As a devotee of the Strange Redhead, I’m not yet sick of hearing about Conan O’Brien. And while that day may be fast approaching, Bill Carter’s chronicle of the rise and fall of Conan’s Tonight Show does coincide nicely with the debut this week of O’Brien’s new TBS show.
From a readability perspective, the book is weak. As a business-of-television wonk, Carter spends an inordinate amount of time with completely unnecessary profiles of every late-night host (cable or network) while failing to keep things lively through the use of outdated metaphors (“… would make him go boing like an overwound watch”).
But not many people are buying this book for the prose. They want to find out about the spectacle, the showdown.
Surprisingly, things played out internally pretty much the same way it looked from the outside. Jay Leno’s 10 pm show proved to be an unmitigated failure, and the network — trying to prevent Leno from jumping to ABC — thought it had figured everything out with “Leno’s half-hour of jokes at 11:30 and Conan coming on at midnight.” Conan thought the move would tarnish The Tonight Show legacy. (And he figured NBC was screwing him.)
Interestingly, the assignation of blame seems to be split along generational lines, with each performer lining up those in his age group. For Leno, the whole thing comes down to business: Being on TV is a job, and Conan simply wasn’t doing his. For Conan, it was a lifestyle choice, not a job: He thought it only mattered who made the best show.

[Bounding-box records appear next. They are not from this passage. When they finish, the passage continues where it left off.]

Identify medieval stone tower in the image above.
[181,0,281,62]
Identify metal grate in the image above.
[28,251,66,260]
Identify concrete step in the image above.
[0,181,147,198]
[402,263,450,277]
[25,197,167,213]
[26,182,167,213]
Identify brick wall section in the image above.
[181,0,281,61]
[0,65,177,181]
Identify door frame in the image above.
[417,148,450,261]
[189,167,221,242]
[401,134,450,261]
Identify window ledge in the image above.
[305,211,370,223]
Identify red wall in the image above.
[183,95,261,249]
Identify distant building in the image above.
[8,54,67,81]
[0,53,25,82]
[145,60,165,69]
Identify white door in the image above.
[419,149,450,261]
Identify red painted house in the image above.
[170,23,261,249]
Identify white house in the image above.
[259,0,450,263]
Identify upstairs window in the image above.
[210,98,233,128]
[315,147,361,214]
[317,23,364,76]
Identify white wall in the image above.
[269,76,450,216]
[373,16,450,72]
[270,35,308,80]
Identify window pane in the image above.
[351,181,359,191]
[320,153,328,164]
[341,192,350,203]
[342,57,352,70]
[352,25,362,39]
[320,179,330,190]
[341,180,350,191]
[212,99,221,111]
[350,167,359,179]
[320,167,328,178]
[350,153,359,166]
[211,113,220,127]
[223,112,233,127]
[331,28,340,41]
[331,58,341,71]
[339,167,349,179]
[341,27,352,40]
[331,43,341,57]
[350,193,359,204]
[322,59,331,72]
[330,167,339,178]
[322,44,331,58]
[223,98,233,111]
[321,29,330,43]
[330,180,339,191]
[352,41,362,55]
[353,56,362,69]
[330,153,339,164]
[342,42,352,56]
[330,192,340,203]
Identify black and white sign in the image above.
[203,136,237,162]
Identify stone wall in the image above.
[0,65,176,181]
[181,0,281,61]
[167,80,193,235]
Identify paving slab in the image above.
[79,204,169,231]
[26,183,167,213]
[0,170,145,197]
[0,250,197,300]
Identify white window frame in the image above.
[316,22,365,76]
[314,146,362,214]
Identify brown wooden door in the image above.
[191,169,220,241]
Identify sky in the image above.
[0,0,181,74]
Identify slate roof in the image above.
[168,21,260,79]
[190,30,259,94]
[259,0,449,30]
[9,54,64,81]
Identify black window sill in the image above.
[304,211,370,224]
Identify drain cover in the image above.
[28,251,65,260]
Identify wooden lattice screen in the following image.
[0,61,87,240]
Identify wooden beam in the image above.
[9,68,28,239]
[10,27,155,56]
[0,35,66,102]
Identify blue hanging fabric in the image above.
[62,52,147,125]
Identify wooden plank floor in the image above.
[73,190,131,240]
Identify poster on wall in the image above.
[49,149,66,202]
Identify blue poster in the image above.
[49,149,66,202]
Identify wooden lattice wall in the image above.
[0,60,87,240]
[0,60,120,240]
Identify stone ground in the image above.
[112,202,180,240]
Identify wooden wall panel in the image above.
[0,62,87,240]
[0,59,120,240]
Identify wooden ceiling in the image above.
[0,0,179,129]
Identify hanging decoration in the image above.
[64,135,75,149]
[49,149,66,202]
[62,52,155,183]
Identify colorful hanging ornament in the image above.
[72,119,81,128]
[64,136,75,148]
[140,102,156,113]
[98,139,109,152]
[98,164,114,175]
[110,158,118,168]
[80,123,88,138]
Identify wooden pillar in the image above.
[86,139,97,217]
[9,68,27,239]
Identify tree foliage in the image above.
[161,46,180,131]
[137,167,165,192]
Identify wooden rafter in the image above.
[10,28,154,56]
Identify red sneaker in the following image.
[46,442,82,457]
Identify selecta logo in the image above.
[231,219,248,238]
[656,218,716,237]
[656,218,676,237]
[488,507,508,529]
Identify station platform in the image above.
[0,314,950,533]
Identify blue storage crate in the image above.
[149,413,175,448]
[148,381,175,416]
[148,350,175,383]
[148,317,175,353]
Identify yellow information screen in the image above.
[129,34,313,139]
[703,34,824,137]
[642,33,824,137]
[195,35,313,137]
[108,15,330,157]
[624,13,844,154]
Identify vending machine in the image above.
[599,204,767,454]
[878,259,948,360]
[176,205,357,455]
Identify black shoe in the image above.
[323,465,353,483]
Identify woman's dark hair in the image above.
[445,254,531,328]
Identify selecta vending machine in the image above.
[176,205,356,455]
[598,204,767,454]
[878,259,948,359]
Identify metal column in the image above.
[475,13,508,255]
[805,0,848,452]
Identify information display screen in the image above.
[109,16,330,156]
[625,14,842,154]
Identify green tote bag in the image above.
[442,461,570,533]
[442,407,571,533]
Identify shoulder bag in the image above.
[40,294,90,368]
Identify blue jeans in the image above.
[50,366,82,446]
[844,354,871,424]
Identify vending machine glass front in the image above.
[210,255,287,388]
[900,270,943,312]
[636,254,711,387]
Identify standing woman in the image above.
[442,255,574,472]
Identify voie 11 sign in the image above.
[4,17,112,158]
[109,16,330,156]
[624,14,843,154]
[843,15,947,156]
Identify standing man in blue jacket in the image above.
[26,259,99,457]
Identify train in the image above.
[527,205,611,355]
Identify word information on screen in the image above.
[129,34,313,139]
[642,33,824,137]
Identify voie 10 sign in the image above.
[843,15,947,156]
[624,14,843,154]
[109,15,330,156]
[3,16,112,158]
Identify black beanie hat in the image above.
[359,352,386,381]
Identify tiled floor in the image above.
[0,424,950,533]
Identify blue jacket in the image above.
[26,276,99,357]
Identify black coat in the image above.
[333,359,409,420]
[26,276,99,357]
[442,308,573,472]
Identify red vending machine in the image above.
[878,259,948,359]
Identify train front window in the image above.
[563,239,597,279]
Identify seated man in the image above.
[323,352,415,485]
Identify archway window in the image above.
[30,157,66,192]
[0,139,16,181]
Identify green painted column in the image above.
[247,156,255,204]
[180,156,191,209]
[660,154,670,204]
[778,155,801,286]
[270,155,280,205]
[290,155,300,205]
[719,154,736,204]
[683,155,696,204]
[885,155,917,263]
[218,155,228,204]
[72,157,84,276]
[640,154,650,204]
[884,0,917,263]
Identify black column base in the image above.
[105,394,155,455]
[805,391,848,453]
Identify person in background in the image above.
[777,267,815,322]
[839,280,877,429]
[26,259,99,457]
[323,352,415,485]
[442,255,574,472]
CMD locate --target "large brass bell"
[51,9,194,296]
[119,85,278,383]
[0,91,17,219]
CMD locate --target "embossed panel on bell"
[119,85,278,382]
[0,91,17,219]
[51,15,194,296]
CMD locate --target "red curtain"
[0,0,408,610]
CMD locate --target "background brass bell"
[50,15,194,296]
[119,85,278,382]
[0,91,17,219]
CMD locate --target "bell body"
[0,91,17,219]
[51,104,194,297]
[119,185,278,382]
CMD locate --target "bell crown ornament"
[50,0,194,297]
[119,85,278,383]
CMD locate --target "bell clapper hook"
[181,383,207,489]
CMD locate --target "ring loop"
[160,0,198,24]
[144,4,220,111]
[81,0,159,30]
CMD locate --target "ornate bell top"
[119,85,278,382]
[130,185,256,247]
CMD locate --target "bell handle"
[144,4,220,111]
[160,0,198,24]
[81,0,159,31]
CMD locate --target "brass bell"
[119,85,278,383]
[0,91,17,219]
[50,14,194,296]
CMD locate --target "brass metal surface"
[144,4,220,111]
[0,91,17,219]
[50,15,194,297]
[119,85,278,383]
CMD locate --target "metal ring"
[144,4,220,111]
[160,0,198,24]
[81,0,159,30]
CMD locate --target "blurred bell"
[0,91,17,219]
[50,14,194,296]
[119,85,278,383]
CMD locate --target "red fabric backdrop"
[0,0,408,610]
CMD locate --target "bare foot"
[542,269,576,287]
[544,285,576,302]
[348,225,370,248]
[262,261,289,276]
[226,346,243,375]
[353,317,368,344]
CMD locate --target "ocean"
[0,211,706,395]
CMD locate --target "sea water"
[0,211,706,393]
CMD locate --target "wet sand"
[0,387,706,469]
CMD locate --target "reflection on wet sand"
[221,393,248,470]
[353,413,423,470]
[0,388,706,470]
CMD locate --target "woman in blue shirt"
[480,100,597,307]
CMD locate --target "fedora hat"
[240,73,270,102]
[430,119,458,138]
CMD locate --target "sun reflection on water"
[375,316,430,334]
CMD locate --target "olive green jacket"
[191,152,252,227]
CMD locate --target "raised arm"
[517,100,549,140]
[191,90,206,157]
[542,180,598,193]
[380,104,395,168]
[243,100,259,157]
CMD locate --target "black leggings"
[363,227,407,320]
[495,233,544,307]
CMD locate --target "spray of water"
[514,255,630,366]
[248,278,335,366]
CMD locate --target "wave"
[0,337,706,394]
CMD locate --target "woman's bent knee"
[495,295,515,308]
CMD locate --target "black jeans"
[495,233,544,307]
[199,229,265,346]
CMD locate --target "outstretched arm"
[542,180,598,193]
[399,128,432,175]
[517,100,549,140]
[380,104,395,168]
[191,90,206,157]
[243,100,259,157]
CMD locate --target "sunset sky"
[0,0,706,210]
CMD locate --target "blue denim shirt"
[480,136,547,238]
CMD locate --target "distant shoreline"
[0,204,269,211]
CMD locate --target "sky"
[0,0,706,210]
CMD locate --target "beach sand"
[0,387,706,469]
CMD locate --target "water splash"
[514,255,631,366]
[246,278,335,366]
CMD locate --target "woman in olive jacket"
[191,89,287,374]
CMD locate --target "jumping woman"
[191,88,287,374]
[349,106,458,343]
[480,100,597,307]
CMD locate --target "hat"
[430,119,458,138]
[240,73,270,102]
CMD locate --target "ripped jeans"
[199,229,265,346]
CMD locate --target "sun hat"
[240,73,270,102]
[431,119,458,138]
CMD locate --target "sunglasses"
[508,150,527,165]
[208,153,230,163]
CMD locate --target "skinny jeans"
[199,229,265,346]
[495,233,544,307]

Looking at television from a profitability standpoint is understandable, but nobody watches a show simply because it makes money. Probably the most overlooked thing in this whole mess is that every decision NBC made along the way was done to save money — and, in the end, it probably did. But you’re unlikely to find anyone (outside of the accounting department) who thinks the Peacock made the right moves. Television’s focus should be on the art and the entertainment; once you get those right, the audience (and the advertisers) will follow.